Skins Pure, meanwhile, ditches Sid altogether. We find Cassie a changed woman, but in a much more convincing way than Effy, whose turn as a high-powered hedge funder in Skins Fire seemed like a different character altogether. Cassie’s barreled through her wild and crazy phase and settled into the depressing reality of young adulthood in the big city, working as a waitress in a tiny London café. She spends her post-high-school malaise living a relatively tame, anonymous life, socializing with coworkers and starting a very tentative friendship with another resident of her hovel. It’s a far cry from the drug-fueled partying of her youth. The drama starts when Cassie discovers she’s being watched: someone’s been taking pictures of her standing at her apartment window, staring wistfully at the cityscape.
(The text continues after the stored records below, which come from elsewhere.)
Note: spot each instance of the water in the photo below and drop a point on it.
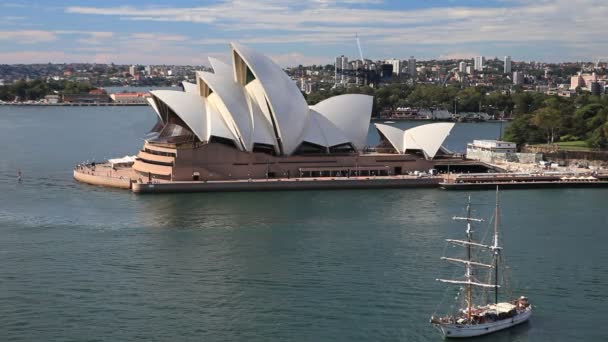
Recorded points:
(82, 263)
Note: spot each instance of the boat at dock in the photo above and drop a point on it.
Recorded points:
(478, 312)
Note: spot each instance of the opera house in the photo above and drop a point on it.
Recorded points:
(248, 120)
That someone, it turns out, is the café’s scrawny, socially awkward cook.

On a lesser show, Cassie’s discovery would be the beginning of the end of her admirer’s journey of self-discovery. Cassie would listen to what several other female characters tell her: that the photos demonstrate his reverence for her; that only someone who sees how beautiful she is could capture her so perfectly; that someone taking photos of her without her permission and posting them on the Internet is endearing and sweet and not in any way skin-crawlingly creepy. Instead, Cassie takes matters into her own hands: she follows her coworker, tells him off, takes his camera, and lets him know in no uncertain terms that what he’s doing — assuming he has the right to make her into an object of his desire and present her to the world in that context without her consent — is Not Okay. Eventually, Cassie finds it in herself to forgive her coworker and allow him to photograph her, but their relationship is reestablished on her own terms, and she flatly informs him that romance is out of the question.
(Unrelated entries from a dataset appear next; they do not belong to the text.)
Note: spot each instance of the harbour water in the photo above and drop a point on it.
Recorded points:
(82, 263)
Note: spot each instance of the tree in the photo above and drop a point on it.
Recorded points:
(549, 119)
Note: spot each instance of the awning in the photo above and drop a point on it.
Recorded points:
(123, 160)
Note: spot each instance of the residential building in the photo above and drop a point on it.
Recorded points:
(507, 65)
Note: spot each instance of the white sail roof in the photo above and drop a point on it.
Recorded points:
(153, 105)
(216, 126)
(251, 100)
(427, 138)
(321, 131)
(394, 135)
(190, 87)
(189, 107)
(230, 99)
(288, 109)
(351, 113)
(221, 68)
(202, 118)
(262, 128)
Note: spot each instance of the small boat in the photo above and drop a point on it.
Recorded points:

Cassie’s message comes across loud and clear. It’s not simply that she’s her own person with wants and desires that might not be one and the same with her admirer’s (though that’s a worthy takeaway in and of itself). It’s that she doesn’t exist as a means of getting some guy famous, or self-confident, or laid. And in the real world, men treating women that way doesn’t and shouldn’t end with a meet-cute or a romantic reunion on a park bench, á la the Season 1 finale of the original Skins. It ends with women being shocked, horrified, and very much not inclined to sleep with the men that try to convince us objectification is a form of flattery.
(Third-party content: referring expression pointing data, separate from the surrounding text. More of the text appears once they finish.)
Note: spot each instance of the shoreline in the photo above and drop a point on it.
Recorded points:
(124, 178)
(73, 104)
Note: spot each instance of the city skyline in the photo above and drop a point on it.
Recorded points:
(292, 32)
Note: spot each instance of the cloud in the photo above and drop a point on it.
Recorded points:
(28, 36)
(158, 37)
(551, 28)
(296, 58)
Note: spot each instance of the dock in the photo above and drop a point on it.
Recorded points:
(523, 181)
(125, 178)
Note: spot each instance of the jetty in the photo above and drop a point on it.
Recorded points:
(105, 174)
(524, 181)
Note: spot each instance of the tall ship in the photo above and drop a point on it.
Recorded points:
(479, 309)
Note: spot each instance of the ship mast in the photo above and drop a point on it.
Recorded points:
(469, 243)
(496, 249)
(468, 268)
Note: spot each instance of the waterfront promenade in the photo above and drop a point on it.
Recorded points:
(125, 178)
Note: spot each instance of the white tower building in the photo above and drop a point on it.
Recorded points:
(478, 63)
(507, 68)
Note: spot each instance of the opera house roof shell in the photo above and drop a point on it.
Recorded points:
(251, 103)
It’s no accident, I hope, that all this reads as an argument against the MPDG and the writer-director mindset that gave rise to her. If Skins Pure carries through with this logic in its second half, which airs tonight, it has the potential to leave a lasting impression with its mostly (but not entirely!) teenage audience. To men, of course, it serves as a reminder that the MPDG is a fantasy, and a harmful one at that. But to girls, it says something more powerful: that we should never stand for being treated the way Cassie has, and that we’re not frigid or bitchy or any other gendered pejorative for not being impressed by unwanted advances. Because the Manic Pixie Dream Girl isn’t just harmful for how she teaches men to perceive women; she’s also dangerous for how she teaches women to behave — namely, as passive recipients of romantic advances, not protagonists in our own right who can and should put our own problems first. But Cassie Ainsworth isn’t a Manic Pixie Dream Girl anymore, and she no longer has to act like one. Neither do we.